Washington - With the US government about to hit its $14.3
trillion debt limit, Treasury Secretary Timothy Geithner has warned of
"catastrophic" consequences and a new recession if Washington is not
able to borrow more.
A divided Congress has run out of time to raise the debt
limit before Monday's deadline, forcing Geithner into an emergency reallocation
of funds so the government can meet its obligations, including payments to
Treasury bondholders.
Those measures are only expected to give the government
until August 2 before it will start defaulting on payments including those on
Treasury debt, an event that could trigger chaos in world financial markets.
"A default would inflict catastrophic, far-reaching
damage on our nation's economy, significantly reducing growth and increasing
unemployment," Geithner said in a letter to Democratic Senator Michael
Bennet.
The Obama administration and lawmakers are battling over how
to curb the mounting US debt, with Republicans refusing to increase the debt
limit without deep spending cuts.
In some of his most stark language to lawmakers so far,
Geithner said a default or missed payments would not only increase borrowing
costs for the US government but also for average Americans, businesses and
local governments.
"An increase in Treasury rates would make it more costly for a family to buy a home, purchase a car or send a child to college," he said.

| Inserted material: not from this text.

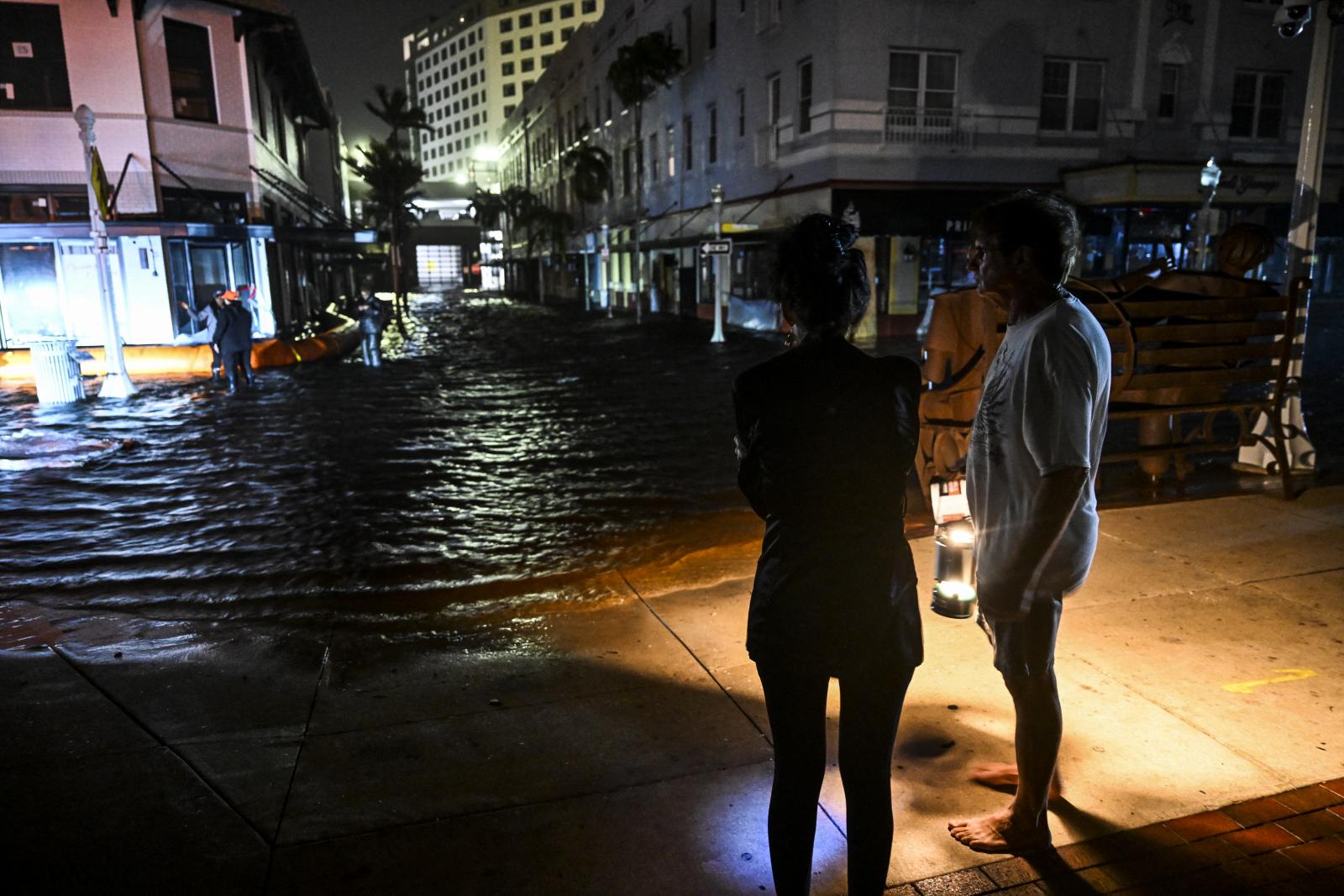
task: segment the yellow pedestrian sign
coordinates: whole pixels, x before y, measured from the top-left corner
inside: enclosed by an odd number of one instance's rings
[[[93,183],[93,195],[98,200],[98,212],[108,219],[112,216],[112,184],[108,181],[108,171],[102,167],[102,156],[98,148],[93,148],[93,165],[89,175]]]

"It would make it more expensive for an entrepreneur to borrow money to start a new business or invest in new products and equipment."
The world's biggest economy is recovering only gradually
after the 2007-09 financial crisis but some 13.7 million Americans are out of
work and higher gasoline and food prices are threatening to slow the recovery.

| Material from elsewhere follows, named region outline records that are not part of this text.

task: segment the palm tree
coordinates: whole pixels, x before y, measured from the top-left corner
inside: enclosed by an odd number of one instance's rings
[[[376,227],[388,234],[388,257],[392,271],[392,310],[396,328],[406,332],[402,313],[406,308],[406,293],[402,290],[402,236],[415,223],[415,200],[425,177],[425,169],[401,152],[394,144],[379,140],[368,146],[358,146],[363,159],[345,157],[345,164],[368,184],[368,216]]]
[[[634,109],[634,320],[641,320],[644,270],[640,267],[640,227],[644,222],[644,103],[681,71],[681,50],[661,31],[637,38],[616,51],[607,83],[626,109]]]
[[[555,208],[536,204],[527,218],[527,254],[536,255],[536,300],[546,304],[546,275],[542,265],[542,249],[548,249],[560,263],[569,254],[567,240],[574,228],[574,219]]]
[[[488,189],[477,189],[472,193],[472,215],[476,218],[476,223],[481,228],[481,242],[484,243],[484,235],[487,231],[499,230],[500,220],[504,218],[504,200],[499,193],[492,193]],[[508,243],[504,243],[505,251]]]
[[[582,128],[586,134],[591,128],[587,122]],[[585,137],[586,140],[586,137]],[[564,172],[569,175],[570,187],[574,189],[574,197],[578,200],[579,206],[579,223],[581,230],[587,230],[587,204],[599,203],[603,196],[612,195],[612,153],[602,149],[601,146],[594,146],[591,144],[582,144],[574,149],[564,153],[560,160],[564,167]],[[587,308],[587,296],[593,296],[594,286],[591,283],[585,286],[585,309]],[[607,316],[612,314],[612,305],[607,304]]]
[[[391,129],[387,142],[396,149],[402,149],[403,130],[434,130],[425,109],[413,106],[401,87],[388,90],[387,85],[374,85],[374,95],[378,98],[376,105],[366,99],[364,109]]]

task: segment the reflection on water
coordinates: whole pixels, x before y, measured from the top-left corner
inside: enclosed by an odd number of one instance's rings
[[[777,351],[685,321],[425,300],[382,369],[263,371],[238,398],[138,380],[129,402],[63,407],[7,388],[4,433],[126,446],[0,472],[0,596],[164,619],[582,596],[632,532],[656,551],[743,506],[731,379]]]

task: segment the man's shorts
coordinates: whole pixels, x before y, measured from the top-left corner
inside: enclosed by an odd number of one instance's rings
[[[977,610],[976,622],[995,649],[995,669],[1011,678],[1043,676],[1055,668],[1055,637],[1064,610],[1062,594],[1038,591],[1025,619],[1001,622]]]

If Congress does not increase the borrowing cap by August,
Geithner will be forced to start choosing which payments to make first.
Missing or delaying payments on a host of obligations,
including those to businesses for goods and services and bond payments to
investors, would result in a massive and abrupt cut in federal spending and
aggregate demand, the letter warned.
"The abrupt contraction would likely push us into a
double-dip recession," Geithner said.
The US government bond market has so far remained calm about
the risk of a default. But Geithner and Federal Reserve Chairperson Ben Bernanke
have repeatedly urged Congress to act quickly to raise the debt limit.
The US government is borrowing approximately $125bn per
month. As of Thursday, the country was $38bn below the debt ceiling.